Right, so I left you in Romania after our excellent experience with Mike in mountains. I am writing this now from Ulanbattar, Mongolia. It's been one hell of an adventure but more on that later. So much interesting stuff has happened over the last few weeks here in Mongolia and Russia that I want to share with this community that in order to bring this blog up to date, please excuse my brevity for the time spent between Romania and Moscow.
On the 9th May we crossed into Ukraine and rode to the captial, Kiev. Immediately after crossing the border we were waved down by the fed, a big stern looking and very determined copper. He waived his arms and shouted at us for a while, but without speaking any English we had no idea what he was saying, I’m guessing we were going too fast, standard. He began filling out a form, and I chuckled as he noted down the details from an old India visa in my passport. When I pointed out he was using the wrong page he screwed up the form, gave me back my passport and sent us on our way. A lucky escape considering we didnt have any currency at that point!
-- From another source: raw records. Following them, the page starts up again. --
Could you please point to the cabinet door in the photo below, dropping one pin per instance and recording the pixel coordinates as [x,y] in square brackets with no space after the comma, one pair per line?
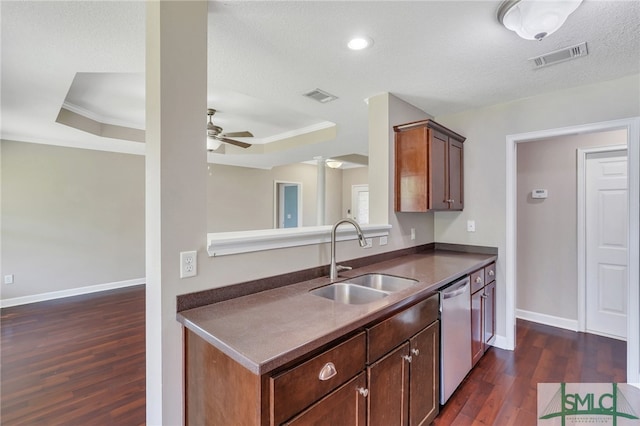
[344,406]
[455,174]
[388,401]
[489,313]
[477,329]
[424,376]
[438,168]
[411,170]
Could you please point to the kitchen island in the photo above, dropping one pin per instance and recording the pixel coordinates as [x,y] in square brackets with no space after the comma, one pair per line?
[238,351]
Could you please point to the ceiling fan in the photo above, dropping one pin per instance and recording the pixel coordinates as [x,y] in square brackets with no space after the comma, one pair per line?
[215,135]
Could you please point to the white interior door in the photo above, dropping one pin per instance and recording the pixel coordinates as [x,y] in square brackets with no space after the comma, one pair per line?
[606,243]
[360,203]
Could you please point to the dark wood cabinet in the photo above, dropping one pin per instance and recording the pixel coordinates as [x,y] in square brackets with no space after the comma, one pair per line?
[404,374]
[388,397]
[424,385]
[483,314]
[429,167]
[344,406]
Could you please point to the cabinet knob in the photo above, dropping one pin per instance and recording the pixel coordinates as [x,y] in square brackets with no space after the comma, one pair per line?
[327,372]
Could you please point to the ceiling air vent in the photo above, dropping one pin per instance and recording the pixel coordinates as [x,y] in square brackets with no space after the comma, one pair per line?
[561,55]
[320,96]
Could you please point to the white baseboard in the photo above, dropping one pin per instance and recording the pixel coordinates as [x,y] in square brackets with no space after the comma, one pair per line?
[502,343]
[23,300]
[567,324]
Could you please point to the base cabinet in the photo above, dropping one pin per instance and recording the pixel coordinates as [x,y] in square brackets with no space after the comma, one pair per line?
[386,374]
[483,313]
[404,384]
[344,406]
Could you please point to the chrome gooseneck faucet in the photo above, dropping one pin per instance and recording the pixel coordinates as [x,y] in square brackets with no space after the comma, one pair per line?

We decided to give ourselves a day off in Kiev, and Jon managed to convince me to give any site-seeing a miss and to head straight for the boozer. It had been a long few days and we desereved a Kiev pub crawl! Spitting feathers the following morning made the pack up harder than normal, and the ride was long and straight E101 to Russia, as straight as an arrow! I haver never seen such a long straight road with no changes in scenery. It may sound silly but it was only at that point that it dawned on me that my life for the next 8 months is sat on a motorcycle, often without music and attempting to sing to myself for entertainment.
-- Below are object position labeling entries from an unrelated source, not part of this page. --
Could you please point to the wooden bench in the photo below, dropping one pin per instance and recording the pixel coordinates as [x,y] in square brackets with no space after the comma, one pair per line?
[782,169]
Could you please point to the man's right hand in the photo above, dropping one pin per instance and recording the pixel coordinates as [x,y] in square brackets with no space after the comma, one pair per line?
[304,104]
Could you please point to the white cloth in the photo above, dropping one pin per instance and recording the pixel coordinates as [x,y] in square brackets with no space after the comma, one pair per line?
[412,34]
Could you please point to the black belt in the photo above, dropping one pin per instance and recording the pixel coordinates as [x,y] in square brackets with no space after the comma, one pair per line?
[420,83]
As we approached the Russian border we were hassled to buy motorcycle insurance before entering. This appeared to be a 3 man job as they ushered us into a small hot cabin to convince us this was legit. At first they wanted €100 each for 3 months cover. We only had €100 between us so we offered them €50 each, which they quickly accepted. Inevitabely we feel like we have been mugged off and that we should have bartered harder!
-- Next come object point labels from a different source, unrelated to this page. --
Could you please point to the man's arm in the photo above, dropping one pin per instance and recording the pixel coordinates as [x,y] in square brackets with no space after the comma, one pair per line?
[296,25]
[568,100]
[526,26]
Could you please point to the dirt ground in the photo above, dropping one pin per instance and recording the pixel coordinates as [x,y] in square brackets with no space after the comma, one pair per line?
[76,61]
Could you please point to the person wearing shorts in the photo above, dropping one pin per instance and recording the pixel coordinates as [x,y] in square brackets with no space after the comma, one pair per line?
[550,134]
The rest of the border crossing was fairly straight forward. None of the officials spoke any English, so we just noded and said yes to all of their questions, then if they started shaking their heads we would switch to saying no, this seemed to work. Even the decleration form was all in Russian with no English translation, so we gave it our best shot by copying an example form. We have no idea what we declared, but it seemed to be ok and we entered Russia on our business visas, happy days! They had a good look at our bikes, prodded a view parts, but we didnt have to open any of our luggage. With almost a smile, and a small snigger the guard spoke one line of English to me, “Welcome to beautiful Russia”
Our first night in Russia was spent in Bryansk, 200km from the border and 400km from Moscow. The town felt like a rough council estate, and we struggled to find a hotel. We finally managed to find one by 10.30pm, and I drew the short straw for the check-in process whilst Jon waited outside with the bikes. With a complete language barrier the check in process took 45minutes, we were very tired and it was a stressful process with the grumpy lady scanning 6 pages of each passport. To top it off, Jon had to entertain a complete waster who would not leave him alone, banging on at him in Russian and trying to wear his crash helmet.
Feelings of apprehension were building at this stage as we both knew the real tough miles were about to commence when we entered the wild of Siberia and Mongolia.